Dukas Public Relations

Holmes Report

Holmes Report

Dukas Public Relations founder and president Richard Dukas has more than two decades of experience in the public relations business, working in-house (most recently as director of corporate communications for Amerindo, a technology investment management firm) and with leading agencies (Ruder Finn and Morgen-Walke) and strong credentials in financial communications—particularly media relations. So in its four years, Dukas PR has garnered a reputation as a small firm capable of getting “under the hood” of its clients’ business to understand what makes the tick and subsequently generating big top-tier media results. “It’s the Media Matters,” says the firm in its marketing material—a double entendre that signifies an understand that clients want media results, but that the focus must be on getting the right message into the most appropriate media venues.
 Dukas Public Relations enjoyed its best year to date in 2006, in part because of the strengthening of its technology practice with the addition of senior vice president Todd Barrish, who joined from Connors Communications and helped to bring in seven new tech accounts, including IncrediMail, Blip.tv and Bandwidth.com.
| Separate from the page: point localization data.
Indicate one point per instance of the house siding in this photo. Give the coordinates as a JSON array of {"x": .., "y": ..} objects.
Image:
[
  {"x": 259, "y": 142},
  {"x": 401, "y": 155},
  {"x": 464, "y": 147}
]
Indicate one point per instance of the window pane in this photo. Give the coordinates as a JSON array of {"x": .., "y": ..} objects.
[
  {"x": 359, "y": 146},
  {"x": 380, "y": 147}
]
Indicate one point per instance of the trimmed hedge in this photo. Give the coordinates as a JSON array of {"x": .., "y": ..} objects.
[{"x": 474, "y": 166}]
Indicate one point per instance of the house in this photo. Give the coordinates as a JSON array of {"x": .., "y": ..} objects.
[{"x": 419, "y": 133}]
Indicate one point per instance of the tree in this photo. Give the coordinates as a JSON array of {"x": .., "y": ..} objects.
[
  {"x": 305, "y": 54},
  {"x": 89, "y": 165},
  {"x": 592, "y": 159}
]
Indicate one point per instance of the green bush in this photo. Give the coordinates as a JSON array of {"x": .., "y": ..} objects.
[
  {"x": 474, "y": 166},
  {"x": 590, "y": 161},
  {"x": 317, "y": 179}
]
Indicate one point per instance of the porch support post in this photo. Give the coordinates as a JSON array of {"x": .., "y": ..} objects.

But the firm’s professional and financial services practice also expanded, adding Danielle Rumore from Bliss Gouverneur & Associates and the addition of new business from XTF Advisors, Lane Berry International and the Credit Union National Association, joining a roster that already includes Radvision, Blue Mountain Capital Management, Michael Steinhardt (hedge fund manager and latterly philanthropist), Laurus Funds, and Havens Advisors. Revenues for 2006 were $1.3 million, almost double their 2005 level, and the firm is on a run rate to hit $1.8 million in 2006.
 There were several interesting assignments in 2006, including a media relations campaign for Radvision, generating coverage in The Wall Street Journal and on Jim Cramer’s Mad Money (and helping to boost both trading volume and market cap); proactive outreach for Havens Advisors, a relatively small hedge fund with disproportionate share of voice; and public relations support for blip.tv, website that hosts and distributes video-blogs and Web-based TV shows. But perhaps the work that Dukas is most proud of is the firm’s work to launch a new non-profit campaign, Madness Against Malaria, modeled after the NCAA’s March Madenss college basketball tournament: companies are invited to enter fund-raising teams. Dukas has its own team and has recruited three of its clients (including Steinhardt) as well as handling media relations for the cause.
 Clients, meanwhile, find Dukas “smarter, more agile and more subtle of mind” than other firms. Says one hedge fund client: “In terms of generating contacts with our target audience, we got fact to face sit downs with prominent journalists at the Wall Street Journal, Financial Times, Bloomberg (including TV), Forbes, and Fortune in fairly short order.” For most clients, those are the media that matter.